While the BER pathway is considered the primary orchestrator of oxidative damage repair in the zygotic genome, a host of other enzymes have the capacity to contribute to these and other repair processes [134]. A recent proteomic comparison of murine MII oocytes and zygotes identified a total of 53, and in primate oocytes, approximately 37 proteins involved in DNA damage and DNA repair related processes [121, 130]. In the MII oocyte, enzymes required for nucleotide excision repair (NER), single strand break repair (SSB), double strand break repair (DSB), and BER are all highly expressed [121, 130], thus highlighting their potential for activation and use immediately following fertilization. In the same manner, a proteomic analysis of high- and low-quality oocytes in a porcine model indicated a positive correlation between the abundance of DNA repair proteins and the quality of the oocyte [135]. Microarray and bioinformatic approaches have also confirmed the expression of a similar profile of proteins in human oocytes and early embryos [136].

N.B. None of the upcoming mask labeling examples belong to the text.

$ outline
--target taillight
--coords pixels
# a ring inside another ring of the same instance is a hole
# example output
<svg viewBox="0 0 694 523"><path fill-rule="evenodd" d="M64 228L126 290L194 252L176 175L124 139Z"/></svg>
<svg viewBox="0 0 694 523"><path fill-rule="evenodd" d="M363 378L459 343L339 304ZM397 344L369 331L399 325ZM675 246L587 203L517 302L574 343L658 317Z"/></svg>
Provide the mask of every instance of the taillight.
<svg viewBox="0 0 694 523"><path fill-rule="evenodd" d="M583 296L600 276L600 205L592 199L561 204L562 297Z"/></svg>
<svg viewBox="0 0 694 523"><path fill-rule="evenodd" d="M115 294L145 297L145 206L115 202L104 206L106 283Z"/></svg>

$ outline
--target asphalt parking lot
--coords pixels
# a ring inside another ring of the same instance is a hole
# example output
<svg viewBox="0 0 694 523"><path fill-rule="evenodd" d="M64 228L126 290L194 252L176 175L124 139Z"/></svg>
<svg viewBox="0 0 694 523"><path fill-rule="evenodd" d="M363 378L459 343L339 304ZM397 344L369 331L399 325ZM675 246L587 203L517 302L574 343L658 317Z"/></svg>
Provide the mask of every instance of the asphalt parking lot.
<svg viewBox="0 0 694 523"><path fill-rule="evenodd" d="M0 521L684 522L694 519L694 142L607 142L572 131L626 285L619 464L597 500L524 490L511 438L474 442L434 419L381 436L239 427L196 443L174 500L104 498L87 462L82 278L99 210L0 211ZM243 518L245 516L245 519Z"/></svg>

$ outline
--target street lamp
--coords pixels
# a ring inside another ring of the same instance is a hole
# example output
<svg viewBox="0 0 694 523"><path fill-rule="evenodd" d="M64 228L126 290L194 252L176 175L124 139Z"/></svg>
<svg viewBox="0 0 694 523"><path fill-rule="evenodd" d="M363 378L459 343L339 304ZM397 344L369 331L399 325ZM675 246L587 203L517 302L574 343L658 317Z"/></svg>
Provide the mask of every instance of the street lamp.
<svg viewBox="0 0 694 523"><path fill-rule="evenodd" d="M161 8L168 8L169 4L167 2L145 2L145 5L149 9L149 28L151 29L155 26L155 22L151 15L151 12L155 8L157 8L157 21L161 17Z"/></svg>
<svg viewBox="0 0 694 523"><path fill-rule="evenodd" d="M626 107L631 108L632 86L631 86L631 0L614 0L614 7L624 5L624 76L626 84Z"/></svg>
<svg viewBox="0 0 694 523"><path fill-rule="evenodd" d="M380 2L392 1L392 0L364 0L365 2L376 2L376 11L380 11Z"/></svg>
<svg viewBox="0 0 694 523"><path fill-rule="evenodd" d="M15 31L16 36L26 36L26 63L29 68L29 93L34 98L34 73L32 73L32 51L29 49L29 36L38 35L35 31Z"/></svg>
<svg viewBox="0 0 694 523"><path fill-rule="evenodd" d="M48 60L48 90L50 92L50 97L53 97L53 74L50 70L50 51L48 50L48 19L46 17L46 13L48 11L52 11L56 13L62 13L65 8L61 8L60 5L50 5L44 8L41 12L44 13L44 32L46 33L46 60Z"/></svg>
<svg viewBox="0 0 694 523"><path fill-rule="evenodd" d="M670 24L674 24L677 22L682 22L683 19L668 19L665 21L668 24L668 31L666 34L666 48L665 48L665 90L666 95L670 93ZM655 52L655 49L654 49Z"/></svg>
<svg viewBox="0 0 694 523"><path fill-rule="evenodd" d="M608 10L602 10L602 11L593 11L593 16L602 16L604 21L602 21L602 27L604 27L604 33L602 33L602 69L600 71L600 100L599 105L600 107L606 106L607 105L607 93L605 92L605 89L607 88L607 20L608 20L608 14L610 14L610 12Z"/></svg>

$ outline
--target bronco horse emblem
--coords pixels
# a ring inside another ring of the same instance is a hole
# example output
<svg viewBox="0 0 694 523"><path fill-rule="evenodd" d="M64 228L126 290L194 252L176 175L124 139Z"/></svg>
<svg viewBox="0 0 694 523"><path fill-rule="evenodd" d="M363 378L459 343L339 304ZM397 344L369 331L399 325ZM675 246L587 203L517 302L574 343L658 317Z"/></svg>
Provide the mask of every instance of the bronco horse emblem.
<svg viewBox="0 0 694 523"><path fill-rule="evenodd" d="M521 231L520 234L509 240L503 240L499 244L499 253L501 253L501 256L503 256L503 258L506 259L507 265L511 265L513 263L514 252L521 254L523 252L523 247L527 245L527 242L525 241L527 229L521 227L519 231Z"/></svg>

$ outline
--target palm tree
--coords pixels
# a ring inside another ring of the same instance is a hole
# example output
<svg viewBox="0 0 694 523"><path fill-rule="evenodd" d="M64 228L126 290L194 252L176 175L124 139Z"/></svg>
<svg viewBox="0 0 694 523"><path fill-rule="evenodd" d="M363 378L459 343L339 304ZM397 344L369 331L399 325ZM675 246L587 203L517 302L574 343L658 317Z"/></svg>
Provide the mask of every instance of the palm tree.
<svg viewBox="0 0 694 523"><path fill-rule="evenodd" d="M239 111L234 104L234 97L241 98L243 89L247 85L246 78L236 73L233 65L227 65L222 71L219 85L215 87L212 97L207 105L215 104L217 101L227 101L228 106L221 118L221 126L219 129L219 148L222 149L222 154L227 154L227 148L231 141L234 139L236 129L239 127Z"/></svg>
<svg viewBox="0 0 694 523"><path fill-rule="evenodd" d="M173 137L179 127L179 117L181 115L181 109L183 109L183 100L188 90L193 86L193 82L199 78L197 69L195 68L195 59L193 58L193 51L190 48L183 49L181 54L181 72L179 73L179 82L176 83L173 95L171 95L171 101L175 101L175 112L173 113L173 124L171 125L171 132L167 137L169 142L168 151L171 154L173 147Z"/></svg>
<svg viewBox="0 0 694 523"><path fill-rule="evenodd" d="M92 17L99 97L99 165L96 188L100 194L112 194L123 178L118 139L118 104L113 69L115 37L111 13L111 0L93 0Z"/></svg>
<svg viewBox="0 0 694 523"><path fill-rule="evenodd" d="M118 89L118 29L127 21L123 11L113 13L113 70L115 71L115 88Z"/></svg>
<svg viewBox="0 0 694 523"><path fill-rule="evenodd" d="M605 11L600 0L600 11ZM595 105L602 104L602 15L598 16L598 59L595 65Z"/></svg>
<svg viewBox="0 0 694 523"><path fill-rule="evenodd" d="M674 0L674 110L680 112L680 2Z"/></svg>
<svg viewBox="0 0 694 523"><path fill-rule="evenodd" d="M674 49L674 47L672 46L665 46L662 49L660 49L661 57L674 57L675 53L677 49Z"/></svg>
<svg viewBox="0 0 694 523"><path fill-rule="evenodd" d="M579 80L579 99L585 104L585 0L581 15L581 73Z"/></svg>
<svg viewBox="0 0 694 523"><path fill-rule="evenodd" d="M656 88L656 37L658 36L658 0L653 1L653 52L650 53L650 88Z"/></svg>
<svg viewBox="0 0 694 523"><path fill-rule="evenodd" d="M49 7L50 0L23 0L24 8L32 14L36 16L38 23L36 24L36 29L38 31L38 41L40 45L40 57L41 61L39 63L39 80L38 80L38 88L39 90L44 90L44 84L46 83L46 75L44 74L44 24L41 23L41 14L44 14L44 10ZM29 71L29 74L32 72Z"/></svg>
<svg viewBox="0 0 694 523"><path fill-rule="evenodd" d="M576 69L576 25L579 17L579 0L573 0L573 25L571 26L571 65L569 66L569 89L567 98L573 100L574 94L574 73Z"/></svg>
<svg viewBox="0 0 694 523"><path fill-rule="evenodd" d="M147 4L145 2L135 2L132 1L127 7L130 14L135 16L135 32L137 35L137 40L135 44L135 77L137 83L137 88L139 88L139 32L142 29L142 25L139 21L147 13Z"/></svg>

In addition to direct DNA repair, the oocyte is endowed with a host of alternative protective systems that may serve as the first line of defense against various forms of cellular damage including oxidative insult [10, 126, 127, 137]. In some instances, these protective systems are differentially expressed and/or activated in peri- and post-fertilized oocytes, generally rendering these cells less susceptible after fertilization has commenced. Examples include transmembrane transporter proteins involved in drug exclusion and antioxidant defenses that act to resolve oxidative DNA base adducts and prevent protein alkylation and mitochondrial disruption [10, 131, 133, 134]. In this context, accumulating evidence indicates that immediately prior to fertilization, concentrations of the antioxidant glutathione (GSH) are significantly increased in the oocyte, and remain elevated during the zygote stage, before precipitously falling by the 2-cell embryo stage [138]. Consistent with these data, it has also been shown that glutathione peroxidase activity is increased in zygotes compared to MII stage oocytes, thus providing additional protection to the zygote against hydrogen peroxide-induced DNA strand breakage [10; Fig. 3b] in conjunction with its essential role in paternal pronucleus formation and successful preimplantation development [139].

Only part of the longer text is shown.